Extracting curve coordinates from a bitmap

Another example of using Haskell as an ad-hoc scripting language.

This article is part of a short series titled Trying to fit the hype cycle. In the first article, I outlined what it is that I'm trying to do. In this article, I'll describe how I extract a set of x and y coordinates from this bitmap:

Gartner hype cycle.

(Actually, this is scaled-down version of the image. The file I work with is a bit larger.)

As I already mentioned in the previous article, these days there are online tools for just about everything. Most likely, there's also an online tool that will take a bitmap like that and return a set of (x, y) coordinates.

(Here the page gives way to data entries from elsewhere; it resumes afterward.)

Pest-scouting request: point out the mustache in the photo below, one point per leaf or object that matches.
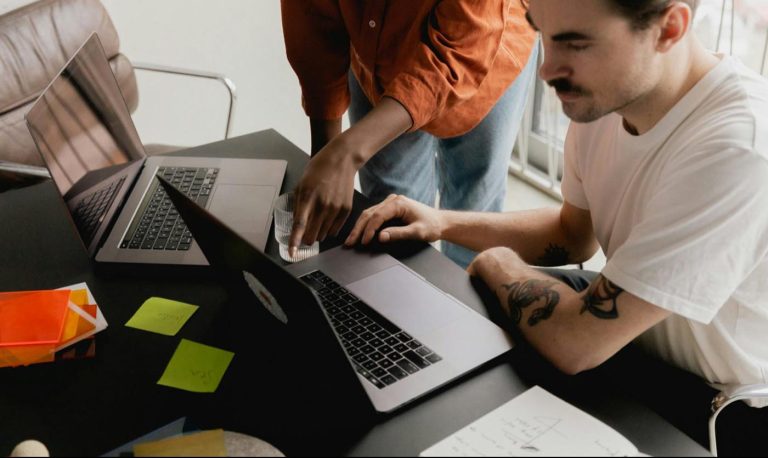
(564, 85)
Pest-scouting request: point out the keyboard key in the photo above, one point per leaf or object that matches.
(388, 380)
(379, 372)
(434, 358)
(423, 351)
(397, 372)
(404, 337)
(407, 366)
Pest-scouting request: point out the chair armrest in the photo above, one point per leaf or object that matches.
(228, 84)
(14, 175)
(727, 396)
(24, 169)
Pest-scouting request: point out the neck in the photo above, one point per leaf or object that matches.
(683, 67)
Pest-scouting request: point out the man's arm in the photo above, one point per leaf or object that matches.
(574, 331)
(544, 237)
(324, 194)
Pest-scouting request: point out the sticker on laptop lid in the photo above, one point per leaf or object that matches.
(265, 297)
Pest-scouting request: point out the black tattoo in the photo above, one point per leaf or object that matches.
(554, 255)
(601, 291)
(525, 294)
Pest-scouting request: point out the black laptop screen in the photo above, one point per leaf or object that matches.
(81, 123)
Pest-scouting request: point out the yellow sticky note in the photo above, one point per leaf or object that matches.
(206, 443)
(162, 316)
(196, 367)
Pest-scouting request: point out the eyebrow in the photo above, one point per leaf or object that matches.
(564, 36)
(571, 36)
(530, 21)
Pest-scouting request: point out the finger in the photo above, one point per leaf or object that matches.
(341, 218)
(315, 222)
(379, 217)
(472, 270)
(329, 218)
(393, 234)
(357, 229)
(362, 221)
(300, 215)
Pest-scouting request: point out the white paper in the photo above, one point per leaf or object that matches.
(536, 423)
(100, 322)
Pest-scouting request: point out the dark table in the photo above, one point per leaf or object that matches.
(92, 406)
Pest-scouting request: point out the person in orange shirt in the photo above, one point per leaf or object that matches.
(435, 91)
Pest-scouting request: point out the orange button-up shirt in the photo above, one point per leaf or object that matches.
(446, 61)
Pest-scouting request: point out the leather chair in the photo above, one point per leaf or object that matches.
(37, 40)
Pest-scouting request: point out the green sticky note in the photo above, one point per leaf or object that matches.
(196, 367)
(162, 316)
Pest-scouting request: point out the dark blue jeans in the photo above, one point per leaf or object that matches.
(470, 171)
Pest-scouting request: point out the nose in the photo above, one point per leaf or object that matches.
(552, 67)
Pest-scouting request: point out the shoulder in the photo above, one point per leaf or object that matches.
(735, 111)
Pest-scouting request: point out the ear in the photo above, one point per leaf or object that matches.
(674, 25)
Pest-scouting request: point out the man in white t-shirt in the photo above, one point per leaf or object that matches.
(666, 169)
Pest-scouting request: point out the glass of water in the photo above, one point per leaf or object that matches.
(283, 226)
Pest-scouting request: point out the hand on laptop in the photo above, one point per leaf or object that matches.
(421, 222)
(323, 198)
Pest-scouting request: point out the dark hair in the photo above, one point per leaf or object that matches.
(642, 12)
(639, 12)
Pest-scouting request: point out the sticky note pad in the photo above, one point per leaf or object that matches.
(196, 367)
(205, 443)
(162, 316)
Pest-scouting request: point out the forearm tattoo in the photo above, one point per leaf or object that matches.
(600, 299)
(527, 293)
(554, 255)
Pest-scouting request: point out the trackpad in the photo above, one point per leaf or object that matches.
(245, 208)
(408, 301)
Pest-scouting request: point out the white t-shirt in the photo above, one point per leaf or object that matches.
(681, 213)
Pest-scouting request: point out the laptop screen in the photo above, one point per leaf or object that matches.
(81, 123)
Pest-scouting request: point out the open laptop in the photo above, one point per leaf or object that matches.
(402, 336)
(84, 133)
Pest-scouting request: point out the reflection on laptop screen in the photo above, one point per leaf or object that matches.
(81, 122)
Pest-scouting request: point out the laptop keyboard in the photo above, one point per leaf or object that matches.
(380, 351)
(90, 212)
(157, 225)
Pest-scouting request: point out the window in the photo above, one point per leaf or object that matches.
(737, 27)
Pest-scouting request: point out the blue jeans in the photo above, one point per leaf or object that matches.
(470, 171)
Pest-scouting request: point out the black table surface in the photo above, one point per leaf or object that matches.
(92, 406)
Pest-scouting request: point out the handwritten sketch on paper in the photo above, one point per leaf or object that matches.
(535, 423)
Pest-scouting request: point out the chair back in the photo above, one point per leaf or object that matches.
(35, 43)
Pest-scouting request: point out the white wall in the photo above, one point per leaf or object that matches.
(239, 38)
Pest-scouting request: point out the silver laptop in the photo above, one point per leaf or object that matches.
(87, 139)
(402, 336)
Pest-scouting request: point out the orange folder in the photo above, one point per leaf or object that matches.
(33, 317)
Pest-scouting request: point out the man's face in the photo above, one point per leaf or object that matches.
(593, 58)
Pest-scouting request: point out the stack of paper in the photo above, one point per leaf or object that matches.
(536, 423)
(42, 326)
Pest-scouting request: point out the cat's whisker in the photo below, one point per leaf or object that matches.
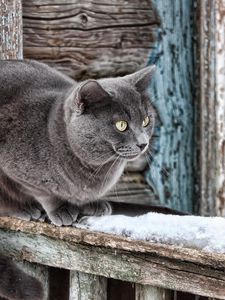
(94, 174)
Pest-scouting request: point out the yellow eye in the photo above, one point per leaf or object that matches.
(121, 125)
(145, 122)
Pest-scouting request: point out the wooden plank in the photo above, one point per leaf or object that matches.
(116, 257)
(87, 286)
(132, 188)
(172, 174)
(211, 45)
(146, 292)
(11, 36)
(38, 271)
(90, 38)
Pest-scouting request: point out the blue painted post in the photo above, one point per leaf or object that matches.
(172, 172)
(11, 33)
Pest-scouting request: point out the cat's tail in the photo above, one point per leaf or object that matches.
(16, 284)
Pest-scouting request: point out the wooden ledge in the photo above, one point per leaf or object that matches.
(113, 256)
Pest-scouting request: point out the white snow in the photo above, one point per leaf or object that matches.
(203, 233)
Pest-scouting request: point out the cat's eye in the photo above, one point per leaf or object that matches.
(145, 122)
(121, 125)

Since I'm doing this for the programming exercise, I'm not interested in that. Rather, I'd like to write a little Haskell script to do it for me.

Module and imports #

Yes, I wrote Haskell script. As I've described before, with good type inference, a statically typed language can be as good for scripting as a dynamic one. Just as might be the case with, say, a Python script, you'll be iterating, trying things out until finally the script settles into its final form. What I present here is the result of my exercise. You should imagine that I made lots of mistakes underway, tried things that didn't work, commented out code and print statements, imported modules I eventually didn't need, etc. Just like I imagine you'd also do with a script in a dynamically typed language. At least, that's how I write Python, when I'm forced to do that.

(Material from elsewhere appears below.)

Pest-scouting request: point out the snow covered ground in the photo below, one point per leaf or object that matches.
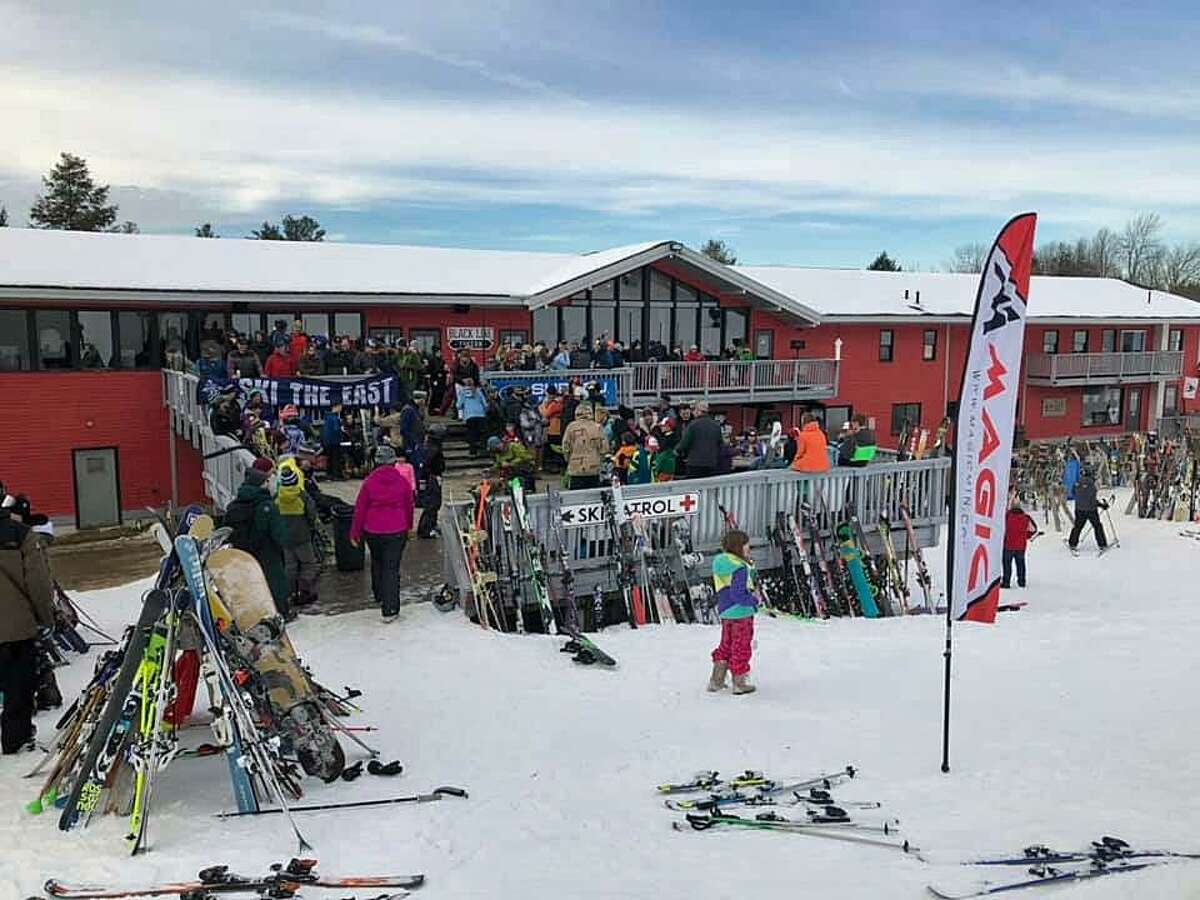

In other words, the following is far from the result of perfect foresight, but rather the equilibrium into which the script settled.

I named the module HypeCoords, because the purpose of it is to extract the (x, y) coordinates from the above Gartner hype cycle image. These are the imports it turned out that I ultimately needed:

module HypeCoords where
 
import qualified Data.List.NonEmpty as NE
import Data.List.NonEmpty (NonEmpty((:|)))
import Codec.Picture
import Codec.Picture.Types

The Codec.Picture modules come from the JuicyPixels package. This is what enables me to read a .png file and extract the pixels.

Black and white #

If you look at the above bitmap, you may notice that it has some vertical lines in a lighter grey than the curve itself. My first task, then, is to get rid of those. The easiest way to do that is to convert the image to a black-and-white bitmap, with no grey scale.

Since this is a one-off exercise, I could easily do that with a bitmap editor, but on the other hand, I thought that this was a good first task to give myself. After all, I didn't know the JuicyPixels library at all, so this was an opportunity to start with a task just a notch simpler than the one that was my actual goal.

I thought that the easiest way to convert to a black-and-white image would be to turn all pixels white if they are lighter than some threshold, and black otherwise.

A PNG file has more information than I need, so I first converted the image to an 8-bit RGB bitmap. Even though the above image looks as though it's entirely grey scale, each pixel is actually composed of three colours. In order to compare a pixel with a threshold, I needed a single measure of how light or dark it is.

That turned out to be about as simple as it sounds: Just take the average of the three colours. Later, I'd need a function to compute the average for another reason, so I made it a reusable function:

average :: Integral a => NE.NonEmpty a -> a
average nel = sum nel `div` fromIntegral (NE.length nel)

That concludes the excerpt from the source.